Anyway, back to the night by the railings. I turned the question around on him and of course he isn’t a virgin, he’s a nineteen-year-old college rocker! So I told him the truth. I said that Gar and I had tried but it hadn’t worked. He laughed, which annoyed me so I walked on. He caught up and apologized and asked what I meant. I told him that we were in my room and I’d thought that Danny and Clooney would be out all evening. Gar was nervous and first the condom took ages because Gar was all fingers and thumbs and then when he got going it was like I was being poked in all the wrong places and he was getting frustrated so I asked if I could help but he said no – and then we heard the door and it was Clooney and he was shouting Danny’s name and my name, and just as Gar was finally pointed in the right direction Clooney came stamping up the stairs. Gar jumped up and out of the bed and that was pretty much the end of it. I didn’t tell Ben that I’d been pretty much turned off after that and broken it off with Gar. I still feel a bit mean for not giving him a second chance but I was afraid he’d arrive with a potholing helmet and a car jack.

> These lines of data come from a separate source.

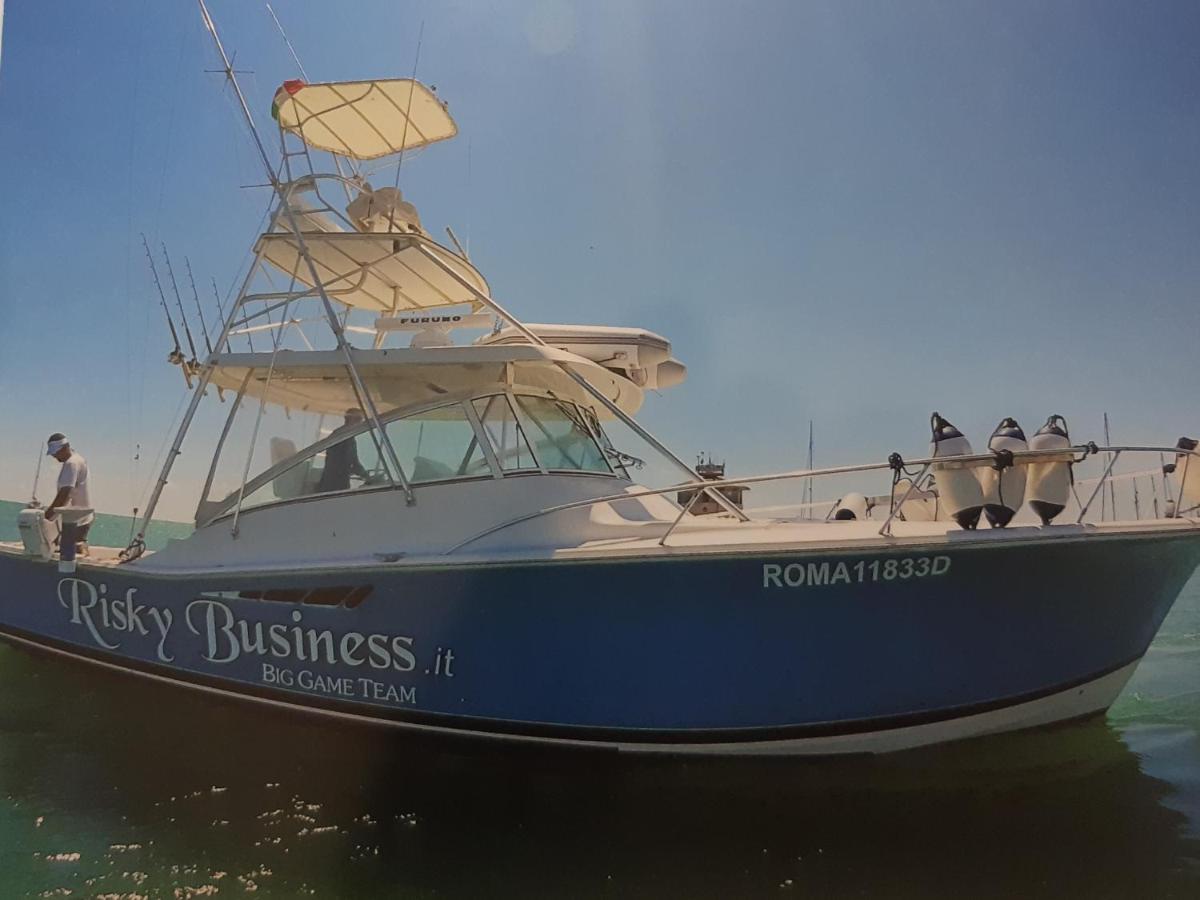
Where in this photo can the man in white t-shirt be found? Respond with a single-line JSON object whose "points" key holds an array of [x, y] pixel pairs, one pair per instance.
{"points": [[72, 490]]}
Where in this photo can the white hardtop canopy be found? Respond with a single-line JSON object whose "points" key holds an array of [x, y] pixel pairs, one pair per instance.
{"points": [[316, 381], [363, 120], [379, 273]]}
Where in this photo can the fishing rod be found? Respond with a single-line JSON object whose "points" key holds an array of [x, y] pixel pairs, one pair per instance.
{"points": [[37, 477], [221, 310], [199, 310], [177, 355], [179, 301]]}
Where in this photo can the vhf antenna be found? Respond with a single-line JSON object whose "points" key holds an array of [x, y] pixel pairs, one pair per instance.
{"points": [[179, 301], [177, 355]]}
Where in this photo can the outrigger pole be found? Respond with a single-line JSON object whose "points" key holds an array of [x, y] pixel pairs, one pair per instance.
{"points": [[489, 301], [303, 247], [177, 355], [382, 439]]}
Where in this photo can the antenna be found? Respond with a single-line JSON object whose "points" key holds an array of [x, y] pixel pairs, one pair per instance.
{"points": [[37, 473], [285, 36], [1113, 491], [179, 300], [175, 357], [199, 310], [408, 112], [808, 487]]}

Ben said thanks for telling him and I said, ‘You’re welcome,’ and then he said, ‘You won’t have to worry about that happening with me.’ COCKY OR WHAT? I told him he needn’t get any big ideas. I had no plans to be with him like that in the near future. He just smiled and said, ‘The best things are never planned.’ I told him for a short boy he really does have a big head. He just laughed. Anyway I’ve been thinking about it since and I’m going to go for it with him. I mean, so far so good, and let’s face it, I’m eighteen and I don’t want to go to London a virgin. That would be a nightmare. I’ll wait another week or so and see how it goes but that’s the decision made. I know you probably think I’m rushing into it. I’ve only known him a few weeks etc but not everyone meets their soul mate when they’re sixteen and you’ve been doing it for over a year so I’m really falling behind here. I need to get going.
Oh, and V Kill P is a lesbian. Apparently she and Clooney are just friends and they’ve been spending more time together because she’s just split up with her girlfriend and he’s sworn off girls since Bushy Head started stalking him. I’m not joking. He told Danny and me the other night over dinner that she’s everywhere he goes. She’s always at the radio station he’s interning in. (He’s a runner as opposed to host which is a big comedown but it’s a nice place to work and it’s only for the summer so he’s happy enough.) She’s at the coffee shop he has lunch in and the bar he drinks in. Danny told him that aside from the station he has to change his haunts. Clooney’s really upset but Danny says change is better than rest so it would do Clooney good, and if he sees her in the new places he’ll have to go to the guards. Clooney didn’t want to do that. He said the whole place will be laughing at him but Danny said, ‘Let them laugh, she’s clearly not stable.’ I agreed having met her – her hair alone confirms she’s definitely nuts. Anyway, Clooney is hoping that making some changes will be enough to stop her, and I told him not to worry because he has a lesbian bodyguard. Danny and I thought that was really funny but Clooney failed to see the joke. Instead he stormed out and we didn’t see him after that.